Wieder aus dem beeindruckenden Museum heraußen, marschieren wir unsere Runde weiter - immer im Blick das herrliche Bergpanorama, die vielen Downhiller und Paraglider.

Wir haben den Rundwanderweg geschafft und kommen wieder an der Friedensglocke vorbei. Jetzt wollen wir noch zum „Museum of Mountain Photography“ – Lumen! Am 20.12.2018 wurde die alte Bergstation umgebaut und das spektakuläre Museum für Bergfotografie Lumen eröffnet. Über drei Etagen findest du hier eine Mischung aus historischen Fotos, zeitgenössische Bilder und digitale Innovationen im Spiegelsaal. Die 17,- € Eintrittspreis pro Person sind jeden Cent wert. Tief beeindruckt verlassen wir wieder das Museum. Im angrenzendem Food Space & Restaurant „Alpinn“ genießen wir auf der großen Terrasse die Sonne, den Rundumblick und ein kühles Blondes.

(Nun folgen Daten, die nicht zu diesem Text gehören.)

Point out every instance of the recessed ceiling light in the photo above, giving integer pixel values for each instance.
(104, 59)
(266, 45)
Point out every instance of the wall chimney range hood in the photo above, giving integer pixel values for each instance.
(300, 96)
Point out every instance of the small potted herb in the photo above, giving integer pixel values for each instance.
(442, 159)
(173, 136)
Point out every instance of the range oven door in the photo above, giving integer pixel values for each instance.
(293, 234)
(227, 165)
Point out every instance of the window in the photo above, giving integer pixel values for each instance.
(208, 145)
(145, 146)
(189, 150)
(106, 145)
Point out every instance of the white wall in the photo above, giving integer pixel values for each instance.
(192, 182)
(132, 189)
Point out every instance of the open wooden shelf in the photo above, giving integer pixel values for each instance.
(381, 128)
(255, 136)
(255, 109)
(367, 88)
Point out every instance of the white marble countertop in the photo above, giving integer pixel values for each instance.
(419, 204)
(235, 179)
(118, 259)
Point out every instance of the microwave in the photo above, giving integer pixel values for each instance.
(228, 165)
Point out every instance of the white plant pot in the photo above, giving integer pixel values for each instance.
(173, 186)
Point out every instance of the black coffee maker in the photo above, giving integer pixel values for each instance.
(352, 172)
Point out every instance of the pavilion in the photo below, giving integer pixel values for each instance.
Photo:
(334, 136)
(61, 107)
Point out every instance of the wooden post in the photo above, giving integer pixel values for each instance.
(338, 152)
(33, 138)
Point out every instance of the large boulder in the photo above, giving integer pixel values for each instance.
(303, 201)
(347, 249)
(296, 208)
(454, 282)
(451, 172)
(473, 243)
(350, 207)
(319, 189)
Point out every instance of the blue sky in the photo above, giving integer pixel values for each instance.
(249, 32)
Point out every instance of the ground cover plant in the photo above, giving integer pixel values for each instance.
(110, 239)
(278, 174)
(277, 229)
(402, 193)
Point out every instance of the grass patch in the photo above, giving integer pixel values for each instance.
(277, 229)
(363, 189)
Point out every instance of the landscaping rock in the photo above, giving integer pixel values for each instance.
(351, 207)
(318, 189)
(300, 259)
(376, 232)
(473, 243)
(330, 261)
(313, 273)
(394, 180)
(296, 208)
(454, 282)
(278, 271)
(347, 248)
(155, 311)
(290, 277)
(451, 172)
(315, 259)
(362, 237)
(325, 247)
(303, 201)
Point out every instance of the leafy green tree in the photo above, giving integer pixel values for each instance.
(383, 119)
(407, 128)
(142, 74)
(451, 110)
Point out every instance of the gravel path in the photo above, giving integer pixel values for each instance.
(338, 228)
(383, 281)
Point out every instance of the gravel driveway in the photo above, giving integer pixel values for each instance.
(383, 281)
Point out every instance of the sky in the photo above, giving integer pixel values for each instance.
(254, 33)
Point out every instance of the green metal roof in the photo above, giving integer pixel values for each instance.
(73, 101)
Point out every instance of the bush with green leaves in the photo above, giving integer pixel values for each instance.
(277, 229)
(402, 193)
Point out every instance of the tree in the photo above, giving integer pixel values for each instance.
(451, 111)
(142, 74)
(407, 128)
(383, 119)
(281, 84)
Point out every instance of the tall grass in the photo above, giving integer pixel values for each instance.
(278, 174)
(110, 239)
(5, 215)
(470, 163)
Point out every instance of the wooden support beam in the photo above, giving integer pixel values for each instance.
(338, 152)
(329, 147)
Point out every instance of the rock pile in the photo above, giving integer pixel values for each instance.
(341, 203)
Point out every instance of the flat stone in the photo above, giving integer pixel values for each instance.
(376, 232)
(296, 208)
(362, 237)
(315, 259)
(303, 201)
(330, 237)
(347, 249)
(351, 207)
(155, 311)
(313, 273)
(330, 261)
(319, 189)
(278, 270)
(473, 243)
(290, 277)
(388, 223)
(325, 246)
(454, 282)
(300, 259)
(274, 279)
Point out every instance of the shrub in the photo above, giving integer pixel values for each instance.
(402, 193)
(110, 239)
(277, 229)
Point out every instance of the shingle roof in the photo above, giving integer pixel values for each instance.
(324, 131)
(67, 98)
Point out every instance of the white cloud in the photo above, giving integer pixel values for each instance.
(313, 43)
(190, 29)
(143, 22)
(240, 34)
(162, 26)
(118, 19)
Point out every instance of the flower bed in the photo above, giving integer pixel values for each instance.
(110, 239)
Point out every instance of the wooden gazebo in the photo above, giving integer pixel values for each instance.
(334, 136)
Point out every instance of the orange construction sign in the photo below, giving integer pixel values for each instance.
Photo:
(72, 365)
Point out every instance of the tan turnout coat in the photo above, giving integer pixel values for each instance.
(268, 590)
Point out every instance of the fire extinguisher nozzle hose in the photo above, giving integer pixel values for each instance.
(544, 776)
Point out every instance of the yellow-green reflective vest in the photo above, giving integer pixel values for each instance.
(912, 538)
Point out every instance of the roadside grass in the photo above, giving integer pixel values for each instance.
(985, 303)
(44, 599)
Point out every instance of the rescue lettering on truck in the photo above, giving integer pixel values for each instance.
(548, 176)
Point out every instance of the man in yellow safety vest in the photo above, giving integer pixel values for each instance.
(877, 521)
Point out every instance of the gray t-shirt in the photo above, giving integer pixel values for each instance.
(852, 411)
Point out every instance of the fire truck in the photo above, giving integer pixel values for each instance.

Tief beeindruckt von dem Berg, seinem Panorama und seinen Besonderheiten, steigen wir in die Gondel und fahren talwärts. Wieder am Campingplatz, wird erst mal in den geheizten Pool gesprungen und danach gekocht und relaxed.

Kleine Radtour vor Ort

 

Die ersten Sonnenstrahlen kitzeln uns wach. Ich hole im CP-Shop frisches Gebäck und anschließen frühstücken wir ausgiebig. Danach fahren wir nach Olang und kaufen in der Fleischerei gute Rinderfilets. Wieder beim Wohnwagen wird relaxt und die Sonne genossen. Danach kommen die Filets in die Pfanne. Nach einem kurzen Verdauungsschläfchen, entschließen wir uns zu einer kleinen Radtour. Vom Campingplatz geht es parallel zur Straße hoch nach Niederrasen und von hier flach bis nach Oberrasen mit herrlichem Blick auf das Bergmassiv der Riesenferner-Gruppe. Mit einem kleinen Schwenk, biegen wir in den Biotopweg ein. Das Biotop Rasner Möser in der Talsohle von Antholz, führt uns durch einen dichten und artenvielfältigen Wald aus Laub- und Nadelbäumen entlang des 23ha großen Moorgebietes. Wieder in Niederrasen, geht es flott runter zu unserem Campingplatz.

Gsiesertal

 

Heute wollen wir in das Gsiesertal, ein Seitental des Pustatals. Viel Natur und herrliche Landschaft begleiten uns durch die kleinen dörflichen Siedlungen und vorbei an verstreuten Weilern und Höfen. Wir fahren bis zum Talschluss. Hier parken wir und steigen in den Wanderweg zur Kradorfer Hütte ein. Auf einem asphaltierten Forstweg geht es stetig, aber familientauglich, nach oben. Bevor wir die Kradorfer Alm erreichen, biegen wir rechts weg, überqueren einen Bach und wandern auf einem Waldweg das restliche Stück hoch zur Kradorfer Hütte auf 1704m. In der urigen Almhütte kehren wir ein und essen sehr gut. Bevor wir wieder nach unten wandern genießen wir noch die Sonne auf der Alm mit Blick in das Tal.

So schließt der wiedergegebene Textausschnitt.